If you can get fast RAM cheap at desired capacity, then of course go for it. Otherwise, prioritize capacity over speed.


----------



## Ferrum Master (Dec 13, 2015)

I bought 1600Mhz and clocked them to 2400MHz


----------



## Frick (Dec 13, 2015)

...PACMAN... said:


> Nope, http://www.eurogamer.net/articles/digitalfoundry-2015-intel-core-i3-6100-review
> 
> Fallout 4...look at that difference between 4770k with 1333 and then 2400 RAM


holy crap Ryse went from 55FPS on 1600Mhz memory to 88FPS on 2133Mhz memory. Or is there something else in play?

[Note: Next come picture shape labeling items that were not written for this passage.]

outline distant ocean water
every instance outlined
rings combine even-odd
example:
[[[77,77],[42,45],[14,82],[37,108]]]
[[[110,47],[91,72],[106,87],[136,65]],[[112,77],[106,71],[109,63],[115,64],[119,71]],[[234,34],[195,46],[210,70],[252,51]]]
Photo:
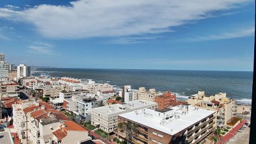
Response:
[[[252,72],[33,68],[32,72],[33,76],[92,79],[116,88],[131,85],[132,89],[143,86],[160,92],[171,90],[180,100],[202,90],[209,95],[226,92],[238,104],[252,102]]]

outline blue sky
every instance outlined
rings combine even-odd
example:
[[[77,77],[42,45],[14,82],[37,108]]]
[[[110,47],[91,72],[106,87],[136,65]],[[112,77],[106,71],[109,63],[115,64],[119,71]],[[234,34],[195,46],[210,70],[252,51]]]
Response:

The Fallout 4 example is no surprise to me, Bethsoft are just crappy at what they do.


----------



## RejZoR (Dec 13, 2015)

If RAM alone creates 30fps difference, then the game is shite. The biggest differences I've seen were 5fps...


----------



## Ferrum Master (Dec 13, 2015)

RejZoR said:


> If RAM alone creates 30fps difference, then the game is shite. The biggest differences I've seen were 5fps...



It depends on the GPU itself tou... I had 5-7FPS increase settings from 1600 to 2400...


----------



## The N (Dec 13, 2015)

Frequency does make difference when difference is huge. and 2400 does make. however capacity is real deal for an upgrade.


----------



## F-Zero (Dec 17, 2015)

Thanks everyone again for your help ! I got myself a little something for Xmas. Now i got 16 Gb of 1600 Mhz DDR3 memory.

Happy Holidays !


----------